For Rich, poetry is a tool for social change. When she famously refused the National Medal for the Arts in 1997, she wrote to then President Bill Clinton, “I do know that art—in my own case the art of poetry—means nothing if it simply decorates the dinner table of power that holds it hostage.” Her poetry is definitely not decorative. It is poetry urging us to action.
One of the most powerful poems she wrote that has a particular message for feminist activists is “Diving into the Wreck.” It describes an androgynous narrator diving into the depths of the ocean to find a wreck, “to see the damage that was done / and the treasures that prevail”. The poem is a powerful metaphor for the process of unpacking culture. “I put on/ the body-armor of black rubber/ the absurd flippers/ the grave and awkward mask. I am having to do this/ not like Cousteau with his/ assiduous team/ aboard the sun-flooded schooner/ but here alone.” This poem is a call to arms for fighting women, a reminder that we have the power to change. “[M]y mask is powerful/ it pumps my blood with power/ the sea is another story/ the sea is not a question of power/ I have to learn alone…”

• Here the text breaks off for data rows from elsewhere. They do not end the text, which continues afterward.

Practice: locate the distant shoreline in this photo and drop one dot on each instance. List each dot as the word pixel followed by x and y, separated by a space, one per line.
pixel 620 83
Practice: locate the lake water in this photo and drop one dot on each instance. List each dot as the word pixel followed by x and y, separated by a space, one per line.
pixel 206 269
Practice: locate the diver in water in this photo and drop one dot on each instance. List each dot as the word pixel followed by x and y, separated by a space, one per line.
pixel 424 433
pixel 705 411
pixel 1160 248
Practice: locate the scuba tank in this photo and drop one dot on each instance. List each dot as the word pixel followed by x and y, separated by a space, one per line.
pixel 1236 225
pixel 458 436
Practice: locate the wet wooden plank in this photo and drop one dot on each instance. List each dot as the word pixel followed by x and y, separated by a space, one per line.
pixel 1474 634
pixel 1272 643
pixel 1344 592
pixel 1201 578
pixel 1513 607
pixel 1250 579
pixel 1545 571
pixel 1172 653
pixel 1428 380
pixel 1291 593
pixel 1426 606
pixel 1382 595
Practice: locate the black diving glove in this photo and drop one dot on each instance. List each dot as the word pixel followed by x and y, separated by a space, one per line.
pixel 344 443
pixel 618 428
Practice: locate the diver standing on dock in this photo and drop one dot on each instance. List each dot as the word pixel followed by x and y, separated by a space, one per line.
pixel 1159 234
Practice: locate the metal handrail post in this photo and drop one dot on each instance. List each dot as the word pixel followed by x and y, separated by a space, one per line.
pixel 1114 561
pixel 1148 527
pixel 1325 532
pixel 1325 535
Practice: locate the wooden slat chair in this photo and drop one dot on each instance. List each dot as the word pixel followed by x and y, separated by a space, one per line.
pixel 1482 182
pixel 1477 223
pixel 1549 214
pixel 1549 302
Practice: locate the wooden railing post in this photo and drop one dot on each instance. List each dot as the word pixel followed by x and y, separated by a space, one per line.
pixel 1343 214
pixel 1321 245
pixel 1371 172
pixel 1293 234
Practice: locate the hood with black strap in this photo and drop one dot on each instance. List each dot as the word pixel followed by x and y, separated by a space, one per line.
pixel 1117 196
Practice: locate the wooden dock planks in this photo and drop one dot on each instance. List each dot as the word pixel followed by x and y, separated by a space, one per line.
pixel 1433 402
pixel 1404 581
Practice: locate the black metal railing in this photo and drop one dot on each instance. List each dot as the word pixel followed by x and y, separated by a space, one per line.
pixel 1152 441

Although Rich described the process of fighting for social change as a lonely one, perhaps it no longer has to be. I think that thanks to the work of women like Rich, today feminist women fighting for social change – including Jewish feminist women fighting for change within Jewish life – can find power in camaraderie with one another, in knowing that we are not alone in the depths of an ocean but part of a strong and growing movement that was established by great and powerful women like Adrienne Rich. Although the feminist work of social change that Rich lived so vehemently is hardly done, we are better off for having her poetry as a tool for our own work.